A informação foi divulgada nesta terça-feira (12) pelo procurador-geral de Justiça do Ministério Público do Rio de Janeiro, Antônio José Campos Moreira, durante coletiva sobre a investigação. Ele destacou que, além de vender armas prontas, o grupo comercializava um projeto digital que ensinava a produção do armamento em casa.
“”O que surgiu a partir dessa investigação foi algo diferente. Não são fábricas, são pessoas, principalmente duas pessoas, que idealizaram um projeto digital e passaram, além de comercializar as armas fabricadas, passaram a comercializar esse projeto, oferecendo inclusive um tutorial e acompanhamento técnico”, disse o procurador.”
Segundo Campos Moreira, esse modelo de venda amplia o risco de disseminação do armamento, pois permite que qualquer pessoa com acesso à tecnologia possa produzir armas de fogo. “Isso é extremamente preocupante porque permite que qualquer um a partir desse projeto digital e uma impressora 3D possa produzir, fabricar armas de fogo”, afirmou.
A fabricação utilizava polímero, um plástico de alta resistência, aliado à tecnologia de impressão tridimensional. A investigação começou após um alerta enviado ao Brasil por um organismo internacional, que chegou por meio do Ministério da Justiça.
“”Tudo se iniciou a partir de um comunicado recebido do Ministério da Justiça (…) informações repassadas ao Brasil por um organismo Norte Americano. A partir dessas informações houve a instauração de um procedimento investigatório no âmbito da Polícia Civil do Rio de Janeiro, com a participação do Gaeco”, explicou o procurador.”
Até o momento, quatro homens foram presos, incluindo o chefe da quadrilha, localizado em Rio das Pedras, no interior de São Paulo. A operação cumpriu cinco mandados de prisão e 36 de busca e apreensão em São Paulo, no Rio de Janeiro e em outros nove estados.
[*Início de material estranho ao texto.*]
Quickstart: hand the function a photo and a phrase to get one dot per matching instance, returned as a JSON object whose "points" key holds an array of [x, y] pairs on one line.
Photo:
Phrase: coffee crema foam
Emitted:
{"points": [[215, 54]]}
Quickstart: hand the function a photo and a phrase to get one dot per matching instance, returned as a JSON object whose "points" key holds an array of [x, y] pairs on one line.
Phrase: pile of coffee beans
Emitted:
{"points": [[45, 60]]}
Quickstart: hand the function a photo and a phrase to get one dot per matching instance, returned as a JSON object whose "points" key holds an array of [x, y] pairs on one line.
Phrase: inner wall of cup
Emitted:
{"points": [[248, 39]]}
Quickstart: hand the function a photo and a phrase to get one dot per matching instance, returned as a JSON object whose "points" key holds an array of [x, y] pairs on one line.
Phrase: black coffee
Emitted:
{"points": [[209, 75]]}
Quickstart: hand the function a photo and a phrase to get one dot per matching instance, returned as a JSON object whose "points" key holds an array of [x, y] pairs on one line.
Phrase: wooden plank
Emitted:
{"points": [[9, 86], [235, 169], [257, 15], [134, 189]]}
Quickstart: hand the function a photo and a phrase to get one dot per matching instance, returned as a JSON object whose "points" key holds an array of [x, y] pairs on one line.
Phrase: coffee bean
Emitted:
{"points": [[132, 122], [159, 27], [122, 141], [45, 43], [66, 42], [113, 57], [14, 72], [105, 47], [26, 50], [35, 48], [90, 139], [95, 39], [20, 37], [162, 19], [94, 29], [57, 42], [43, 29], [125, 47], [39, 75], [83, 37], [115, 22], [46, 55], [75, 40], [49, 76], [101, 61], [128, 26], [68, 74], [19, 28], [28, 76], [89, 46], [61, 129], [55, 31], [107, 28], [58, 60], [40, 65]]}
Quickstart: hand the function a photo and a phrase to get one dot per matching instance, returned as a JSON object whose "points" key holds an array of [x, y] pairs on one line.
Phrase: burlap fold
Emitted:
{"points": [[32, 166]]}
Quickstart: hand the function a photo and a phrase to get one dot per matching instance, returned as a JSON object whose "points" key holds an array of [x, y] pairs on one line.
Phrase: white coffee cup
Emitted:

As investigações da 32ª DP (Taquara) e do CyberGaeco do MPRJ revelaram que o grupo produzia principalmente carregadores de armas e divulgava projetos de “armas fantasmas”. Foram identificados 79 compradores em todo o Brasil, incluindo pessoas com condenações por tráfico de drogas, homicídio, roubo e porte ilegal de armas. No Rio de Janeiro, foram identificados 10 compradores, na capital, na Região dos Lagos e no Norte Fluminense.
Os investigados responderão na Justiça pelos crimes de organização criminosa, lavagem de dinheiro e comércio ilegal de arma de fogo.